Transmitral and pulmonary vein pulsed‐wave Doppler curves and early diastolic tissue Doppler velocity of mitral annulus (E') were assessed according to the ASE recommendations.26 Early diastolic velocity of transmitral flow (E) was divided by E' and used to classify LV diastolic function together with other diastolic parameters in 4 degrees, as proposed by Redfield et al.,27 of normal, mild dysfunction, moderate dysfunction, and severe dysfunction. Maximal left atrial volume was also computed from 2D apical 4‐chamber view using the area length method and was normalized for body surface area.
2.6. Statistical analysis
Data are reported as mean ±SD (medians and interquartile ranges for variables deviating from normality) or percentages. Unpaired Student t test and χ2 statistics were used for descriptive statistics. Between‐group comparisons of categorical and continuous variables were performed by χ2 test and analysis of variance (ANOVA), with comparison between each group by Scheffé test for unequal sample, as appropriate. The study population was stratified by status of normotensive at baseline; thus, the 194 normotensive RA patients were compared with 194 non‐RA matched controls. The prevalence of patients with concentric LV geometry, circumferential LVSD, and longitudinal LVSD (analyzed separately by sc‐MS and GLS, respectively) was calculated.
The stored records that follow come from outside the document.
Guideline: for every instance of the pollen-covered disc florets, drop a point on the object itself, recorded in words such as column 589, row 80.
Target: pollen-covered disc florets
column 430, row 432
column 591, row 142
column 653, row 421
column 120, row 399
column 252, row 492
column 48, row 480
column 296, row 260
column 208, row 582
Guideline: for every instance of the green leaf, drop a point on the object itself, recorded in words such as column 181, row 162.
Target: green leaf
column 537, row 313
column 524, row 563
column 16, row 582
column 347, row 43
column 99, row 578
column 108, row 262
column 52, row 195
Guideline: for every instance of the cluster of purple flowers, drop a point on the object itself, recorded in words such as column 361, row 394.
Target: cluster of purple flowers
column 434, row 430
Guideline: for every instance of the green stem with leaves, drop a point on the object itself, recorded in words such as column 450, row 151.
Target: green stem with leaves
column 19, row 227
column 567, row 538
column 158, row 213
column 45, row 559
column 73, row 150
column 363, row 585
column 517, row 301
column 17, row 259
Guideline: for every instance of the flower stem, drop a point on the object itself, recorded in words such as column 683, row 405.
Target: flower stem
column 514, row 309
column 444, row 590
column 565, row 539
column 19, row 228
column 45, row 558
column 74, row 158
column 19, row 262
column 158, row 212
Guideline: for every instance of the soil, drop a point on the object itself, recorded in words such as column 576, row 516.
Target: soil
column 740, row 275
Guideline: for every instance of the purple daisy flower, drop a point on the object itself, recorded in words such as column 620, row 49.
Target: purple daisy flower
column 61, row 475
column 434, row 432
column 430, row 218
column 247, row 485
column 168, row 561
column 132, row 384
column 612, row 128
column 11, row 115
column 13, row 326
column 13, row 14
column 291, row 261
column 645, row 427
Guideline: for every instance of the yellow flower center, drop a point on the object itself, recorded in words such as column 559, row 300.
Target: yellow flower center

Specific multivariable logistic regression analyses were performed to identify the factors independently related to these 3 conditions. Variables that were significantly related to concentric LV geometry, circumferential LVSD, or longitudinal LVSD in univariate tests (P <0.05) were included in the multivariate models.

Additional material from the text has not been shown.